Ibrahim salah satu sentimen utama yang berpotensi menekan rupiah adalah pergantian Menteri Keuangan secara mendadak. Kondisi tersebut dinilai dapat meningkatkan kekhawatiran pelaku pasar, khususnya investor asing, terhadap kesinambungan kebijakan fiskal pemerintah.
Ibrahim menilai, reshuffle di Kementerian Keuangan berpotensi memberikan tekanan terhadap Indeks Harga Saham Gabungan (IHSG) dan nilai tukar rupiah pada pembukaan perdagangan.

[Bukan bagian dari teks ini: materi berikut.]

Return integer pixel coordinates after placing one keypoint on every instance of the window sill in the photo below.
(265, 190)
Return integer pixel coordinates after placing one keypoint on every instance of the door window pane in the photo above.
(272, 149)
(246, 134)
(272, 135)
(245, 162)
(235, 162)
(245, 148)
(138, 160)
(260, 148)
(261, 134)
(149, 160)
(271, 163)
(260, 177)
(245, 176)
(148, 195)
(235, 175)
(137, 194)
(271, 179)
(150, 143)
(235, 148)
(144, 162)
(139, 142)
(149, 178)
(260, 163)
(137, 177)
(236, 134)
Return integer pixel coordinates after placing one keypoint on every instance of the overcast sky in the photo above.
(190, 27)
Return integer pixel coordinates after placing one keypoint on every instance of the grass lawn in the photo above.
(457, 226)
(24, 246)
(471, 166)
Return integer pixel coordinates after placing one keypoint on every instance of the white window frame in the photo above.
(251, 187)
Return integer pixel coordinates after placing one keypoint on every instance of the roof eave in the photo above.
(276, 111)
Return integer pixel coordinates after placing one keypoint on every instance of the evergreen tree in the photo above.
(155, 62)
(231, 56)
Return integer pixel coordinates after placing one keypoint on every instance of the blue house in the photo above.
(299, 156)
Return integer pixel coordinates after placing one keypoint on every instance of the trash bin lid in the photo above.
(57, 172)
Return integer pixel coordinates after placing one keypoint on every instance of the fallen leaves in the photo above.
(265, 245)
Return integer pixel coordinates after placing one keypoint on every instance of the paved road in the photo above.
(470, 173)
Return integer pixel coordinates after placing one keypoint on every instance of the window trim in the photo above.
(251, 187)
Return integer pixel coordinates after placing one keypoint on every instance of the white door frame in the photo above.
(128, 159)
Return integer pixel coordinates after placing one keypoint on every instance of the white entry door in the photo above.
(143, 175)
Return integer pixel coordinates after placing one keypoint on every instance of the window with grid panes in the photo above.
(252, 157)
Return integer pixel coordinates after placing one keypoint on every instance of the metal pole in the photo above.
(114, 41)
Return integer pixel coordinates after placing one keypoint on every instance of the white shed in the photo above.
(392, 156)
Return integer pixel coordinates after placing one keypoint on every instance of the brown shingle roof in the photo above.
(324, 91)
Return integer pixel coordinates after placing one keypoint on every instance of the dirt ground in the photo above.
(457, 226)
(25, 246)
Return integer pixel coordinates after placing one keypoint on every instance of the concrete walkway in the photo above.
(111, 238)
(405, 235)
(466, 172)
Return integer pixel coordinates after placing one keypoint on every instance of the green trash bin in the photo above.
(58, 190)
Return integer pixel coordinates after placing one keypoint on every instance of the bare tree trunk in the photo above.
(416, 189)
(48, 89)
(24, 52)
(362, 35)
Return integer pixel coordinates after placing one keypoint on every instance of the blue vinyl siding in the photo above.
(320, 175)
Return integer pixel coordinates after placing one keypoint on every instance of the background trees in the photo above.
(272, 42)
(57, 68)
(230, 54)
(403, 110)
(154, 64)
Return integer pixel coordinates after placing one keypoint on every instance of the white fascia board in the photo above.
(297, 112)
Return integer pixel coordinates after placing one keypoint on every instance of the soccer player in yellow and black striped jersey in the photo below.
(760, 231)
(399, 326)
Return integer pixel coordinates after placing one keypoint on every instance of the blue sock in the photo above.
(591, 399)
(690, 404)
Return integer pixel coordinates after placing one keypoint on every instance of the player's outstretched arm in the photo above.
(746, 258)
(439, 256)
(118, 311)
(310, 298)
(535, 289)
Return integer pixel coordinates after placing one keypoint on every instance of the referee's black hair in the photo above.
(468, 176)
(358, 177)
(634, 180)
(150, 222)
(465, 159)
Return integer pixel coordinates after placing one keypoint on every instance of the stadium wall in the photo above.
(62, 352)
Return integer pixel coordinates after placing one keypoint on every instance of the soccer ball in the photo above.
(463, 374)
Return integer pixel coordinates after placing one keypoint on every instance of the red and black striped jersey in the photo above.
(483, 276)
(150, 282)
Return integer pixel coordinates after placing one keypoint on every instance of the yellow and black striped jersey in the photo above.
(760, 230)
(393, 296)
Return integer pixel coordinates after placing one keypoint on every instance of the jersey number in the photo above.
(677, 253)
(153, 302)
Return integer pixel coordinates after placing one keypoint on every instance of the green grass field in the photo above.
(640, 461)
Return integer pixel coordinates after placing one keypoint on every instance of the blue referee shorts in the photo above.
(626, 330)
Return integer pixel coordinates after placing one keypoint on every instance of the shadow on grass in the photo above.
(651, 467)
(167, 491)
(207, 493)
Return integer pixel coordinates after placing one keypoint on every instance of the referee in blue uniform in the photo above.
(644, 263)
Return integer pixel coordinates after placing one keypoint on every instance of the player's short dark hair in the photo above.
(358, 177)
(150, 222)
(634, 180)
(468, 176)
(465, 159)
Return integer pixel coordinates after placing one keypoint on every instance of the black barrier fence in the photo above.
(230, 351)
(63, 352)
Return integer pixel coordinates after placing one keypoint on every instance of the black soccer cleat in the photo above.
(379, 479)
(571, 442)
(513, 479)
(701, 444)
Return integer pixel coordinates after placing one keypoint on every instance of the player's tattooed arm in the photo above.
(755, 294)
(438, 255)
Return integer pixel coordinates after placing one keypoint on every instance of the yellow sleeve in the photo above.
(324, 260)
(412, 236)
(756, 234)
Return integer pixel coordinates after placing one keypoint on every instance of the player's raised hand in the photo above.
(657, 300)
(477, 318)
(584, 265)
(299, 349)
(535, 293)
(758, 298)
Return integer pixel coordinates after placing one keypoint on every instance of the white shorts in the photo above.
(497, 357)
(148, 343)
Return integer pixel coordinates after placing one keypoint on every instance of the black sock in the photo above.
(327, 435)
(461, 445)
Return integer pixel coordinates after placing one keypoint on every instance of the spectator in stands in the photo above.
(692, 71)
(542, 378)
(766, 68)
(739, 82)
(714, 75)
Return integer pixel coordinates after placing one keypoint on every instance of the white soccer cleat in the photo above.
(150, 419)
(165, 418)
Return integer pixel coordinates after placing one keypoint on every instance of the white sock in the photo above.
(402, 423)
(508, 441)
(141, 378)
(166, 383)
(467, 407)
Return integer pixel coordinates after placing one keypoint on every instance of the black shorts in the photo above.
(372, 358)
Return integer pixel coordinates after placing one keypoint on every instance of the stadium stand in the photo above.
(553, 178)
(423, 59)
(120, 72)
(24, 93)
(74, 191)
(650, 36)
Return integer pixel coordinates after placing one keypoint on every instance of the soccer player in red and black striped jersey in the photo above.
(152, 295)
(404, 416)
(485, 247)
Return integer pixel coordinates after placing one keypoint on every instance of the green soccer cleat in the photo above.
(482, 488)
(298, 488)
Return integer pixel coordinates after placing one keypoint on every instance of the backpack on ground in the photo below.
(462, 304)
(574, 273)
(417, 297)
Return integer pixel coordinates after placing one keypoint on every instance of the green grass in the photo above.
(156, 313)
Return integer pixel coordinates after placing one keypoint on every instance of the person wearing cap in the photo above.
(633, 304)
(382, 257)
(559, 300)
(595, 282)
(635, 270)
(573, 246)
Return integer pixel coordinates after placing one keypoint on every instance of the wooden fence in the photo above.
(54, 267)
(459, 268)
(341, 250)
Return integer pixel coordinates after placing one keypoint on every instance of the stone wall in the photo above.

"Reshuffle ini terjadi secara mendadak, ini pasti berpengaruh terhadap Indeks Harga Saham Gabungan. Kalau mengatakan bahwa IHSG sekarang ditutup sedikit lebih bagus, pelemahannya, karena penutupan bisa saja besok dalam pembukaan pasar pagi kemungkinan besar akan mengalami pelemahan bersamaan dengan mata uang rupiah," jelasnya.
Dia menuturkan, faktor pemicu utama dari kondisi tersebut adalah meningkatnya ketidakpastian fiskal. Pergantian Menteri Keuangan secara tiba-tiba dapat membuat pasar mempertanyakan arah kebijakan anggaran pemerintah ke depan.
"Kita lihat bahwa pergantian Menteri Keuangan secara mendadak dari Purbaya Yudhi Sadewa memicu kekhawatiran pelaku pasar dan investor asing mengenai kesinambungan kebijakan anggaran pemerintah ke depan," katanya.
Ibrahim mengatakan, sebelumnya terdapat sejumlah perubahan dalam kebijakan fiskal yang dilakukan Purbaya. Salah satunya terkait proyeksi defisit anggaran pada semester II 2026. Dia menyebut proyeksi defisit anggaran mengalami perubahan dari 2,68 persen menjadi 2,86 persen.
Selain itu, terdapat pula perubahan asumsi harga minyak mentah yang sebelumnya berada di level USD 70 per barel menjadi USD 80 per barel.
"Ini perubahan-perubahan yang signifikan. Kemudian di sisi lain, Purbaya juga sedikit mengkritik kebijakan MBG dan Koperasi Merah Putih dan menginginkan anggaran ini diturunkan," ujarnya.
Menurut Ibrahim, kebijakan tersebut berkaitan erat dengan upaya menjaga agar defisit anggaran tetap terkendali. Salah satu pos yang menjadi perhatian adalah anggaran program Makan Bergizi Gratis (MBG).
Dia menilai, agar defisit anggaran tidak semakin melebar, pemerintah perlu menjaga agar realisasi anggaran MBG berada di bawah Rp 200 triliun.
"Untuk menahan agar defisit anggaran ini tidak melebar, berarti MBG ini harus di bawah Rp 200 triliun," ujarnya.